Here are some factors that can cause psychosocial discomfort in factories:
- Noise exposure
- Intense or unrealistic work demands, especially under time pressure
- Poor communication tools
- Language barrier
- Repetition of monotonous work with little breaks in-between
- Long working hours
- Poor housekeeping
- Crowded shop floor
- Compact shift schedules/ insufficient recovery times between shifts
- Poor working conditions (lighting, ventilation, etc.)
Inadequate workplace ‘education’
Education measures remove the ‘mistakes from the workers’ and are a vital aspect of avoiding knowledge-based error on shop floors. These measures are not exclusive to training but may also include inductions, instructions, and seminars. Establishing clearly-communicated rules and providing procedures, standards and guides can also serve as a means of educating workers.
The nature of the manufacturing industry requires that educational strategies are proactive and consistent. For policies and procedural documents, they should be regularly updated, easily accessible, and actively championed.
Poor management, supervision, and organization
The management of any organization plays a huge role in the prevalent safety culture. And summarily, the frequency of human errors will be dependent on the soundness, or lack thereof, of the HSE culture. A working culture where blaming, and negativity are the norm is a breeding ground for errors. Even if fear induces workers to avoid errors, it will also prevent them from reporting unsafe acts of their peers or conditions that can lead to error.

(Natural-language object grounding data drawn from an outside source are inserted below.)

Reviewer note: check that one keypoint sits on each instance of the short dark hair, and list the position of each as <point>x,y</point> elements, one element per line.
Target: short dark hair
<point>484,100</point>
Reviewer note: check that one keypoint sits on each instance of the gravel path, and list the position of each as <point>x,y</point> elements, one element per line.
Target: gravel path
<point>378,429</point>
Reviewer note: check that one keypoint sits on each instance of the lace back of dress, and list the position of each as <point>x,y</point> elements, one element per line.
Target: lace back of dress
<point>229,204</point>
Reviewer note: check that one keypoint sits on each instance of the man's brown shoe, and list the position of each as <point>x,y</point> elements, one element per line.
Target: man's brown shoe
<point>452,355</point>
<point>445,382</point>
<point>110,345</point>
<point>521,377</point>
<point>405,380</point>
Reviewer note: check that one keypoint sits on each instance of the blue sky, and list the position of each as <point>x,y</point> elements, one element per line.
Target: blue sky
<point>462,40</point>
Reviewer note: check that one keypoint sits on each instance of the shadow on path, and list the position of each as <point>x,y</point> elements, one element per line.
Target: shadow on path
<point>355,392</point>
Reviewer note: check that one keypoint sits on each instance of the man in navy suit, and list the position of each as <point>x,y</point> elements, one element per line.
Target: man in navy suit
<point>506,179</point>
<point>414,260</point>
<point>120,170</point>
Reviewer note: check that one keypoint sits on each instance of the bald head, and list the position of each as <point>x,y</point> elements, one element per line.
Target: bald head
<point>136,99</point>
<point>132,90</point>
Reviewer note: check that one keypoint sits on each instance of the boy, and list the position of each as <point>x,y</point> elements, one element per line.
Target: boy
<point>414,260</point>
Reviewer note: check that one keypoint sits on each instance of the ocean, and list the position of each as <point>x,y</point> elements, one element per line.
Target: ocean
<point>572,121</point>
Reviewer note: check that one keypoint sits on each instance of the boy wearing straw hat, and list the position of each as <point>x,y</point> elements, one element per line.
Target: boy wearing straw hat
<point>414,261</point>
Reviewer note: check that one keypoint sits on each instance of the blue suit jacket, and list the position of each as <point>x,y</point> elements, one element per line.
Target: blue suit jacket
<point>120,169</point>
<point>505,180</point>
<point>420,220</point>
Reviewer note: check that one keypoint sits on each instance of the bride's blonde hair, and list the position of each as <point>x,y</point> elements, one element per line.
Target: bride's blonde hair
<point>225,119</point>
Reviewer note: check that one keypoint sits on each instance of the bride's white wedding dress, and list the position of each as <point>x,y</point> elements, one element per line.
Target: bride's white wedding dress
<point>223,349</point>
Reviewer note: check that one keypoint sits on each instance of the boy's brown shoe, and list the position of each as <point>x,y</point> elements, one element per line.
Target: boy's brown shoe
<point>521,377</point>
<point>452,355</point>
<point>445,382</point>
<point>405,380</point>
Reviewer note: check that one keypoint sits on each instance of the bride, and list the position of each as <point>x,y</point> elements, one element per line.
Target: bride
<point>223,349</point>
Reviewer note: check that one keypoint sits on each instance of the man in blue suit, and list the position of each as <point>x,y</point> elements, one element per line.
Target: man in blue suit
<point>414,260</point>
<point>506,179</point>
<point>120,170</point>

Managers and supervisors should act proactively to remove faulty or error-prone machines, substitute them if applicable or isolate them from working areas of the facility. This will significantly reduce machine-related errors.
Also, it’s the duty of the managers to provide PPE, safety guides, and SOPs to stakeholders across the organization. Furthermore, performing regular inspections and internal audits will underscore the management’s commitment to minimizing errors even as it enforces pre-established rules and regulations.
The bottom line
Regardless of the task, humans make between 3-6 errors per hour!
Manufacturing workers need help. Besides having to deal with complex machines, they are expected to seamlessly plug in with working models that demand ever-increasing gains in efficiency and productivity. Physically and mentally, this can take a toll.
These days, many factories aid their workers with digital tools and automated systems that reduce human input so that workers can channel their efforts to less stressful and erroneous tasks.
Where workers have to tackle complex tasks, digitalization enables factories to organize multi-faceted and interactive training that improves the understanding of the process. Workers can access digitized work instructions and checklists from their mobile devices, bypassing the redundancies of paper procedures.
Managers too can leverage digital tools to improve inspections and organize less erroneous working systems off enhanced visibility.